Agnes olhou para a tela do seu telefone e me disse as horas.

— São 13:38.

— Certo, eu preciso ir para o hospital Central, como minha mãe mandou.

— Quer companhia?

— Acho melhor não. Não sei nem oque vou fazer lá nem quanto tempo vou levar, mas acho melhor ir sozinha.

— Você acha que ela vai ti ajudar a tirar?

— Eu não acho. Minha tia não faria isso por mais decepcionada que estivesse.

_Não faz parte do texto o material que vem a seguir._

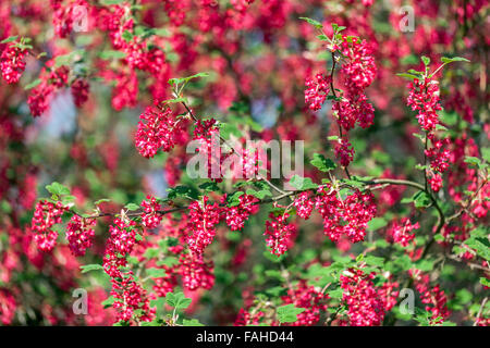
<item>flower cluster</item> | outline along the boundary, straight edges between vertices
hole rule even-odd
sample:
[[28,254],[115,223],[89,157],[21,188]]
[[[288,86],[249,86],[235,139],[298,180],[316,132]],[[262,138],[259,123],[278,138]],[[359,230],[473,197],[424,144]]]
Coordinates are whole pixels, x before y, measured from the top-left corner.
[[330,76],[317,74],[314,78],[306,79],[305,103],[313,111],[320,110],[330,92]]
[[34,239],[42,251],[51,251],[58,238],[58,232],[52,226],[60,224],[61,215],[69,210],[60,201],[52,203],[47,200],[38,201],[34,211],[30,228],[35,233]]
[[352,326],[378,326],[384,319],[383,300],[372,284],[375,275],[348,269],[340,276],[342,299],[347,304],[348,324]]
[[297,321],[292,323],[293,326],[313,326],[320,320],[320,312],[327,310],[326,300],[328,295],[308,286],[306,281],[301,279],[298,284],[287,290],[286,296],[281,299],[284,304],[293,303],[296,308],[304,308],[305,311],[297,314]]
[[448,310],[448,297],[438,285],[431,287],[430,278],[428,274],[424,274],[418,270],[409,271],[415,288],[420,294],[420,300],[424,304],[426,304],[426,311],[432,313],[432,323],[442,323],[451,312]]
[[168,152],[174,147],[181,128],[172,110],[167,108],[156,111],[148,107],[139,119],[135,146],[143,157],[152,158],[159,149]]
[[339,142],[335,145],[334,152],[335,158],[342,166],[348,166],[348,163],[354,160],[354,148],[352,148],[351,142],[346,139],[339,139]]
[[439,123],[438,111],[442,110],[439,102],[439,84],[425,78],[415,79],[409,84],[408,107],[417,111],[417,120],[424,130],[432,133]]
[[33,88],[27,104],[33,116],[45,113],[56,91],[66,86],[70,69],[65,65],[53,67],[54,60],[47,63],[47,69],[41,73],[41,83]]
[[[329,190],[327,190],[329,189]],[[328,186],[321,186],[315,198],[315,208],[323,217],[323,231],[333,241],[342,235],[352,243],[364,240],[367,223],[375,217],[376,204],[372,194],[355,189],[345,198]]]
[[182,254],[180,259],[182,283],[185,288],[210,289],[215,285],[212,262],[205,262],[200,256]]
[[420,225],[418,222],[412,224],[407,217],[403,217],[400,221],[400,224],[393,222],[389,235],[393,238],[393,241],[400,244],[402,247],[406,247],[415,238],[415,234],[411,234],[411,232],[419,227]]
[[197,256],[201,256],[205,248],[212,243],[216,225],[221,217],[219,204],[211,204],[208,200],[209,198],[204,196],[201,201],[194,201],[188,207],[192,234],[187,236],[187,245]]
[[296,226],[287,223],[290,214],[269,214],[269,220],[266,221],[266,232],[264,233],[266,244],[271,248],[271,252],[278,257],[287,251],[291,246],[292,238],[296,233]]
[[95,219],[85,219],[79,215],[72,216],[66,225],[66,240],[74,256],[84,256],[85,251],[91,247],[95,236]]
[[306,220],[311,215],[314,201],[308,192],[301,192],[294,199],[294,207],[296,208],[296,214]]
[[161,206],[158,203],[157,199],[150,195],[146,197],[147,200],[142,201],[142,208],[144,213],[142,214],[143,225],[147,228],[155,228],[161,222],[161,215],[159,210]]
[[27,50],[16,42],[9,42],[0,57],[0,69],[3,79],[8,84],[15,84],[25,70],[25,54]]
[[250,195],[242,195],[238,198],[236,207],[225,209],[224,219],[231,231],[240,231],[243,228],[248,216],[257,211],[257,198]]

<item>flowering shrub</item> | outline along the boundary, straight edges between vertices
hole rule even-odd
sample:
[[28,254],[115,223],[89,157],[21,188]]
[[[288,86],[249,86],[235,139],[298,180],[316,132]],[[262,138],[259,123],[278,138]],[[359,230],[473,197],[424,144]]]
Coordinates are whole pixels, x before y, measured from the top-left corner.
[[488,325],[490,7],[405,2],[2,2],[1,324]]

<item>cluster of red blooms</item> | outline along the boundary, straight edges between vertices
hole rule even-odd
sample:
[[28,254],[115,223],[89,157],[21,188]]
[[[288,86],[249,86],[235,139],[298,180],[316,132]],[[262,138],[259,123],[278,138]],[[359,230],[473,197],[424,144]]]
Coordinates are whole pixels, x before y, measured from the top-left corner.
[[161,214],[158,213],[161,210],[161,206],[157,199],[152,196],[147,196],[147,200],[142,201],[142,208],[144,213],[142,214],[143,225],[147,228],[155,228],[161,222]]
[[439,98],[439,84],[429,77],[419,80],[415,79],[409,84],[409,95],[407,104],[412,110],[417,111],[417,120],[420,127],[426,132],[426,141],[432,142],[432,147],[425,150],[426,157],[430,160],[428,183],[433,191],[439,191],[442,187],[440,173],[449,167],[450,151],[443,146],[449,145],[449,139],[436,138],[436,126],[439,124],[438,111],[442,110]]
[[208,203],[208,200],[205,196],[201,201],[194,201],[188,207],[192,234],[187,238],[187,245],[197,256],[201,256],[205,248],[212,243],[216,225],[220,222],[219,204]]
[[320,110],[330,92],[330,76],[317,74],[315,78],[306,79],[305,103],[313,111]]
[[95,236],[95,219],[85,219],[79,215],[73,215],[66,224],[66,240],[74,256],[84,256],[85,251],[91,247]]
[[403,217],[400,221],[400,224],[397,222],[393,222],[389,231],[389,235],[393,241],[399,243],[402,247],[406,247],[415,238],[415,234],[411,234],[411,232],[417,228],[420,228],[418,222],[412,224],[408,217]]
[[38,201],[34,211],[30,228],[35,233],[34,239],[42,251],[51,251],[58,238],[58,232],[52,226],[60,224],[61,215],[69,210],[60,201],[51,203],[47,200]]
[[117,320],[130,321],[136,316],[140,321],[151,321],[156,309],[149,307],[147,291],[134,279],[131,270],[124,271],[127,266],[126,256],[138,244],[140,229],[133,220],[118,217],[109,227],[109,232],[103,269],[111,277],[113,308],[118,310]]
[[39,77],[41,83],[33,88],[27,99],[27,104],[33,116],[40,116],[45,113],[56,91],[68,84],[69,67],[63,65],[54,69],[53,64],[53,60],[46,63],[47,70],[45,69]]
[[250,195],[242,195],[238,198],[240,202],[236,207],[225,209],[224,219],[226,225],[231,231],[240,231],[243,228],[248,216],[255,213],[258,209],[255,204],[258,199]]
[[297,314],[297,321],[291,323],[293,326],[313,326],[318,323],[320,312],[327,310],[328,298],[327,294],[322,294],[314,286],[308,286],[303,279],[294,288],[289,289],[286,296],[281,297],[284,304],[293,303],[296,308],[306,309]]
[[339,240],[342,235],[347,236],[352,243],[364,240],[367,223],[376,215],[371,192],[355,189],[342,199],[339,191],[328,186],[319,187],[315,209],[323,217],[324,234],[333,241]]
[[25,70],[26,49],[20,48],[16,42],[9,42],[0,57],[0,69],[3,79],[8,84],[15,84]]
[[372,284],[375,276],[375,273],[365,274],[359,269],[348,269],[340,276],[348,325],[378,326],[383,322],[384,301]]
[[266,221],[266,232],[264,233],[267,246],[271,252],[278,257],[287,251],[291,247],[292,239],[296,234],[296,226],[287,223],[290,214],[269,214],[269,220]]
[[159,149],[168,152],[174,147],[181,128],[172,110],[166,108],[156,111],[148,107],[139,119],[135,145],[143,157],[152,158]]
[[438,111],[442,110],[438,82],[430,78],[415,79],[408,87],[408,107],[417,111],[417,120],[424,130],[434,132],[439,123]]
[[[365,89],[372,84],[377,73],[371,49],[366,40],[344,36],[339,50],[344,58],[341,73],[345,92],[341,95],[342,100],[334,101],[332,105],[336,122],[346,132],[354,128],[356,123],[363,128],[369,127],[375,119],[375,109],[367,101]],[[354,159],[354,149],[347,135],[339,139],[335,157],[343,166],[347,166]]]
[[432,324],[442,323],[451,312],[448,310],[448,297],[438,285],[431,287],[428,274],[422,274],[418,270],[411,270],[415,288],[420,294],[420,300],[426,304],[426,311],[432,313]]
[[339,138],[339,141],[333,149],[335,158],[339,159],[342,166],[347,166],[348,163],[354,160],[354,148],[351,147],[351,142],[346,139]]

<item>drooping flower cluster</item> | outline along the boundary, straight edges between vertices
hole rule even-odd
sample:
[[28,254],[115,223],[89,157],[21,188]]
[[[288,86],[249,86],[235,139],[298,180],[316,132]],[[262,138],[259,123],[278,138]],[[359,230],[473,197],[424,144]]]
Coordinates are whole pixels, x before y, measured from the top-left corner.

Quero dizer, isso vai contra os princípios dela assim como de sua filha. — gesticulava enquanto falava com Tânia e eu só questionava o surgimento da paz e harmonia entre as duas.

Decidi ignorar por um tempo.

— Exatamente, talvez seja o pré-natal ou outra coisa, mas isso não. E mesmo que fosse, eu acho que de facto não aceitaria. — confessei — Me desejem boa sorte. — respirei fundo e as duas assentiram.

Foi então que saí da sala de aulas, ainda domada pela preguiça, fome e sono, rumo ao hospital.